Petit extrait pour vous faire une idée :

 "Cet article a pour enjeu de mettre à jour un paramètre discursif atypique, souvent passé sous silence dans l'étude de l'ellipse post-prépositionnelle qui est à même de rendre compte de certaines tournures tronquées courantes dans le style relâché qui caractérise le registre familier. Il s'agit d'un effet de contraste sémantique ou d'un parallélisme configurationnel entre deux syntagmes prépositionnels qui va jusqu'à permettre l'élimination du second régime identique derrière des prépositions qui n'admettent généralement pas ce mode d'anaphorisation. La présente étude révèle le cas particulier des prépositions entre, pendant et vers et examine, à travers les possibilités d'anaphorisation par ellipse derrière lesdites prépositions, la nature précise du contraste."

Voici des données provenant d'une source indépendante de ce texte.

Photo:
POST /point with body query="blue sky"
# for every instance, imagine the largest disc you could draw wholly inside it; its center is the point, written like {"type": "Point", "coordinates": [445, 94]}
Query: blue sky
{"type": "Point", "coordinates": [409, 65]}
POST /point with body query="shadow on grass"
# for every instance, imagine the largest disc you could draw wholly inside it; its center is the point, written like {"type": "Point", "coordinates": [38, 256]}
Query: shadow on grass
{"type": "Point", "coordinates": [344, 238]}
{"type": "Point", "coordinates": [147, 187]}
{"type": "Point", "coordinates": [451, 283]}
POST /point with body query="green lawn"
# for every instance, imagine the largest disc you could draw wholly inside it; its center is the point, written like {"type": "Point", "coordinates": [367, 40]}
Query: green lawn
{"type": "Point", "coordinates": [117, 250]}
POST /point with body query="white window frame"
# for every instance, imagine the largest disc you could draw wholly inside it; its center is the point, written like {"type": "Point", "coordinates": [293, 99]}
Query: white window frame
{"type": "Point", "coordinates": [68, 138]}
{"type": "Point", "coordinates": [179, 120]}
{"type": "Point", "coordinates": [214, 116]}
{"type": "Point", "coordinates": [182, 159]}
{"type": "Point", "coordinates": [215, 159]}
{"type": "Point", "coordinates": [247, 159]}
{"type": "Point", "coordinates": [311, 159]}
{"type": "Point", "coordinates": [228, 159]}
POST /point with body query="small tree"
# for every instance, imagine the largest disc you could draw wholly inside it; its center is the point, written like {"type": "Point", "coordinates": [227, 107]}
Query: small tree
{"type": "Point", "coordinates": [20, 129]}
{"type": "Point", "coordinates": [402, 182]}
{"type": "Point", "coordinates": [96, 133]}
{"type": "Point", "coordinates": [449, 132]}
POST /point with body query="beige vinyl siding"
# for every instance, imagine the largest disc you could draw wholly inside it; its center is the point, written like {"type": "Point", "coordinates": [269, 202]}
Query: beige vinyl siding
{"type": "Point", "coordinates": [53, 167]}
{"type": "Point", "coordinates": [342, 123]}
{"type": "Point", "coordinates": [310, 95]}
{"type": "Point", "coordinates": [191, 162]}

Ce monsieur, sait-il mettre son discours au niveau de tous, parfois ? Dans la vie de tous les jours, comment parle-t-il ? Pense-t-il dans ces termes ou ses écrits ne sont que le fruit d'une longue torture où chaque mot simple doit être remplacé par un terme compliqué pour faire savant ?

Bon, je retourne à mes ellipses configurationnelles post -machin. Ya du boulot.